Former Italian prime minister Silvio Berlusconi has courted controversy by suggesting that “apart from the racial laws”, Benito Mussolini had done all right.
Mr Berlusconi, who is leading the centre-right in the current general election campaign, made his highly controversial remarks while attending a Holocaust memorial ceremony in Milan yesterday.
“It is difficult to put yourself in the shoes of those who decided those things back then [in the second World War], certainly the government of that time,” he said, “given that it was frightened that German power might become a German victory, preferred to ally itself with Hitler’s Germany rather than to oppose it.
Forced to take part
“Within the context of this alliance, Italy was forced to take part in the persecution and extermination of the Jews. Thus you could say that the racial laws were the worst thing that the regime did. Apart from that, though, in many other ways, the [Mussolini] regime had done well . . . ”

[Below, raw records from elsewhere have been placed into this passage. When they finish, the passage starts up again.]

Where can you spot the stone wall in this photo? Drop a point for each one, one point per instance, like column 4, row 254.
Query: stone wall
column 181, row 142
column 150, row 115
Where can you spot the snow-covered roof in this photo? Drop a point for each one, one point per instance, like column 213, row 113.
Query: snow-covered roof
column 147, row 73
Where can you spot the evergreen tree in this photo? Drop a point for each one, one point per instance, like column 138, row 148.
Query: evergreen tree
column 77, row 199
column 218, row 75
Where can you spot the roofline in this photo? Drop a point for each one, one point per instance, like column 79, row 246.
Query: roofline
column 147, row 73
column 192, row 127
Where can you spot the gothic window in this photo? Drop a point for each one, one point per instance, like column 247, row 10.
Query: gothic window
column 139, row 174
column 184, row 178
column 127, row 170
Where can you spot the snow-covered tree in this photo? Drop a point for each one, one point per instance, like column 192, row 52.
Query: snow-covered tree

Renzo Gattegna, head of the Italian Union of Jewish Communities, called the comments “superficial and inopportune” and “deprived of historical foundation”.
“The persecutions and the anti-Jewish racial laws were in place before the war and were autonomously introduced by the fascist regime, which later became an ally and enthusiastic accomplice of Nazi Germany, all the way to the final catastrophe for Italy.”
Mr Gattegna totally rejected Mr Berlusconi’s claim that Italy somehow did not quite know what it was getting itself into and that its moral responsibility was “different” from that of Germany. On the contrary, he said, Mr Berlusconi’s comments showed how difficult it remained for Italy “to truly come to terms with its own history and its own responsibilities”.
“Shameful”
Centre and centre-left politicians joined in with the condemnation of Mr Berlusconi’s comments, widely labelled as “shameful”.
Anna Finocchiaro of the Democratic Party said: “Berlusconi’s words are outrageous, Mussolini and his regime were guilty, not only of introducing the atrocious racial laws but also many other things, starting with the suppression of democracy in our country and ending with the pact with Nazi Germany.”
About 8,000 Italian Jews were deported to their deaths in concentration camps during the second World War. In the wake of the 1938 racial laws, the Mussolini regime systematically confiscated Jewish property and dismissed Jews from jobs in the civil service, in schools, universities and in the banking and insurance industries.